While he may not be a household name in the U.S., yet, Bourdain is somewhat of rock star in certain parts of Asia.
"People are really proud of their show and when they see something on television of a kooky American guy who likes and appreciates what they do, then they seem to appreciate that back," he said. "First time I landed in Kuala Lumpur, I walked through customs and all the taxi drivers and limo drivers started screaming at me: `Tony! What do you eat? What do you eat tonight?'"
Even weirder: One of the his cameramen, who was shown accidentally knocking over a large stack of plates in an episode in Indonesia, was recognized as "clumsy man" by a local family while filming a segment up in the Himalayas, Bourdain said.
With final say on the show's destinations, Bourdain finds himself drawn to places with "tragic histories. Pathos. I'm looking for kind of a dark or kooky side." He prefers Asia, an "enduring passion," and learned his lesson from taking the crew to Sweden, where "everybody's happy and everything works. Hate that."
Like him or not, Bourdain has delivered a much-needed dose of personality to the Travel Channel, as Emeril Lagasse did when he helped build the Food Network on the appeal of his kick-it-up-a-notch enthusiasm. But while Lagasse is upbeat and family friendly, Bourdain has a macho swagger and a hit-list that includes vegetarians, shorts-wearing tourists and fellow celebrity chef Rachael Ray.

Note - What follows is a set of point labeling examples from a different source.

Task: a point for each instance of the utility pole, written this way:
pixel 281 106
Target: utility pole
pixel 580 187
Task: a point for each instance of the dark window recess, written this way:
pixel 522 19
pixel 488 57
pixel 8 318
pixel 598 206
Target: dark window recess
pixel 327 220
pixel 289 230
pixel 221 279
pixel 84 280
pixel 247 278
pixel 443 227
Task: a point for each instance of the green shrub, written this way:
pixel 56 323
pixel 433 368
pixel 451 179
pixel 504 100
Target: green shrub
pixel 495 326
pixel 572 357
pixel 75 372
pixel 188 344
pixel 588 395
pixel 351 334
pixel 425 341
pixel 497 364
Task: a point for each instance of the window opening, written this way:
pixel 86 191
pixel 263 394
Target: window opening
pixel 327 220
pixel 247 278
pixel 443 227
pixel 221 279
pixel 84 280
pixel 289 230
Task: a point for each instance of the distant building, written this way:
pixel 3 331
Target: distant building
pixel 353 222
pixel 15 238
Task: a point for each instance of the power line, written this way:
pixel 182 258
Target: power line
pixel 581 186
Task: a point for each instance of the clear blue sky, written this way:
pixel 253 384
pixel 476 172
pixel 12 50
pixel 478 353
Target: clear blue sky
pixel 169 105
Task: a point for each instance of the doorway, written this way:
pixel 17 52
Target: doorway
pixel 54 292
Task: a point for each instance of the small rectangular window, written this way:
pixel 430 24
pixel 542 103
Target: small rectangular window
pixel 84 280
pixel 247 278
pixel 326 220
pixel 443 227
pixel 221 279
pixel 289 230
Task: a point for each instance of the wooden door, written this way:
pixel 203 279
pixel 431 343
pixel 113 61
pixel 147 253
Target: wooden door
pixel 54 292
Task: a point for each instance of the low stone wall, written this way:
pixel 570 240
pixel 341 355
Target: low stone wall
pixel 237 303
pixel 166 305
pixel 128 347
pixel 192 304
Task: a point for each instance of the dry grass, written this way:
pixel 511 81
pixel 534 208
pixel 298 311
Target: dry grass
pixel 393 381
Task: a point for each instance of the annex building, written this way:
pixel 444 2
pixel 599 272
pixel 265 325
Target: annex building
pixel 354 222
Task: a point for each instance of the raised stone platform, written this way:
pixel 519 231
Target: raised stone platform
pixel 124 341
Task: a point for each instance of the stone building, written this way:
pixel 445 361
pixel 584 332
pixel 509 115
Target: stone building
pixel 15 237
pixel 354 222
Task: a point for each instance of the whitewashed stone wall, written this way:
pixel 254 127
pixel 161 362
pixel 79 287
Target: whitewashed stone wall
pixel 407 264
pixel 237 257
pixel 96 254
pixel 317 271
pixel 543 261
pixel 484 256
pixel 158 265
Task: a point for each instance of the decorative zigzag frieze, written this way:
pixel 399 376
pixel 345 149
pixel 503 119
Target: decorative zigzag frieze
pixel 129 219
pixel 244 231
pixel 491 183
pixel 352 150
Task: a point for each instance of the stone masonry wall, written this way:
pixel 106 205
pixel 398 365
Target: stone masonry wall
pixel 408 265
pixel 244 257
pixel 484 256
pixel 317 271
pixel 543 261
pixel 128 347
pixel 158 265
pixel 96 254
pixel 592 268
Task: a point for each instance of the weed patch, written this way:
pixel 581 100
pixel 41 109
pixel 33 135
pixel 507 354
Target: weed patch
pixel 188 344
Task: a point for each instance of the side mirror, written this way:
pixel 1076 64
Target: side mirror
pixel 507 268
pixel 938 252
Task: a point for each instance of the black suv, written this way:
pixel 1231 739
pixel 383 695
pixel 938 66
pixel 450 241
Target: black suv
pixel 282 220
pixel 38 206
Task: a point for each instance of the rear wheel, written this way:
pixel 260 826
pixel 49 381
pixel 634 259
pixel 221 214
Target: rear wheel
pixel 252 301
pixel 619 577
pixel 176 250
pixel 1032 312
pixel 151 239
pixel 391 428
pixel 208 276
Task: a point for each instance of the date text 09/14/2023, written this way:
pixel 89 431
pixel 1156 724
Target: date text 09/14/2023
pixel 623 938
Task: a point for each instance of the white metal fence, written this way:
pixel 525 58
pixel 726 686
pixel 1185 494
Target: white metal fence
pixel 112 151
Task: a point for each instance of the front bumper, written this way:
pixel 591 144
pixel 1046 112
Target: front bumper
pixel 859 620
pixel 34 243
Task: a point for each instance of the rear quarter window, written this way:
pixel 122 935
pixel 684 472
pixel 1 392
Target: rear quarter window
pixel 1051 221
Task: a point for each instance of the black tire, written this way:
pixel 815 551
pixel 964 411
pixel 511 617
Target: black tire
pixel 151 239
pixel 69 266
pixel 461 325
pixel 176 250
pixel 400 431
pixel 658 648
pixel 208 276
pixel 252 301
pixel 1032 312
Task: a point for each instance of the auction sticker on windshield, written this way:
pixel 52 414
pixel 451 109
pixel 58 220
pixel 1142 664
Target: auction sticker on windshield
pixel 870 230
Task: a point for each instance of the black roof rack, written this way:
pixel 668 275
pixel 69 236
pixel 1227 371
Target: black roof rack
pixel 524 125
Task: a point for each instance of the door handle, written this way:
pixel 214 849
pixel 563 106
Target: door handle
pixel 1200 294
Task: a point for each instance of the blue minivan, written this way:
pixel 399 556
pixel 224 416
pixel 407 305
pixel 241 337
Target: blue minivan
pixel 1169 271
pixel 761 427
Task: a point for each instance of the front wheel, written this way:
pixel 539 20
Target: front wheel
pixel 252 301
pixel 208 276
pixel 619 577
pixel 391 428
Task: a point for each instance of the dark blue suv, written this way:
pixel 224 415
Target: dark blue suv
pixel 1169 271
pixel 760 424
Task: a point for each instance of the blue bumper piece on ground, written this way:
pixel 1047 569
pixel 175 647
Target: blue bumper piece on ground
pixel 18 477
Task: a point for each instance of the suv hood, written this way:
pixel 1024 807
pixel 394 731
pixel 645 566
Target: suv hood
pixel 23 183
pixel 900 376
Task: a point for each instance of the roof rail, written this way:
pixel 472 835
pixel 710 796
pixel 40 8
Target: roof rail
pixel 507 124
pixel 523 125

He winces at comparisons between quick-and-easy cook Ray and legendary chef Julia Child.
"Julia Child was about aspirations, about becoming better, cooking better, saying `you can do this,'" he said. "I don't just feel that's the business that Rachael Ray is in. Somebody with that kind of power and influence to aim so low _ it bothers me."
He hopes, he said, to never sell out, as he sees it, in the way other TV chefs have.
"I have, to date, endorsed no products, I have no line of merchandise _ not yet," he said. "You know, never say never. ... (But) I gotta wake up tomorrow, look at myself in the mirror. Life is good, do I really need to endorse cat food? No."
If there's anything he's endorsing these days, it's fatherhood: Bourdain and his Italian wife have a 4-month-old daughter whom he hopes will grow up to be "one cool kid." When she gets older, he plans to uproot the family for a while and head to Southeast Asia to write a book on the region.
"I know there's deep inside (me) some lazy hippie who'd be perfectly happy to lay on the couch, smoke weed and watch `The Simpsons' all day," he said.
"I'm really afraid of that guy. I don't like him. I don't want him around. And my whole life is kind of constructed to avoid reverting to that guy: Stay busy. Stay focused. Try not to mess up."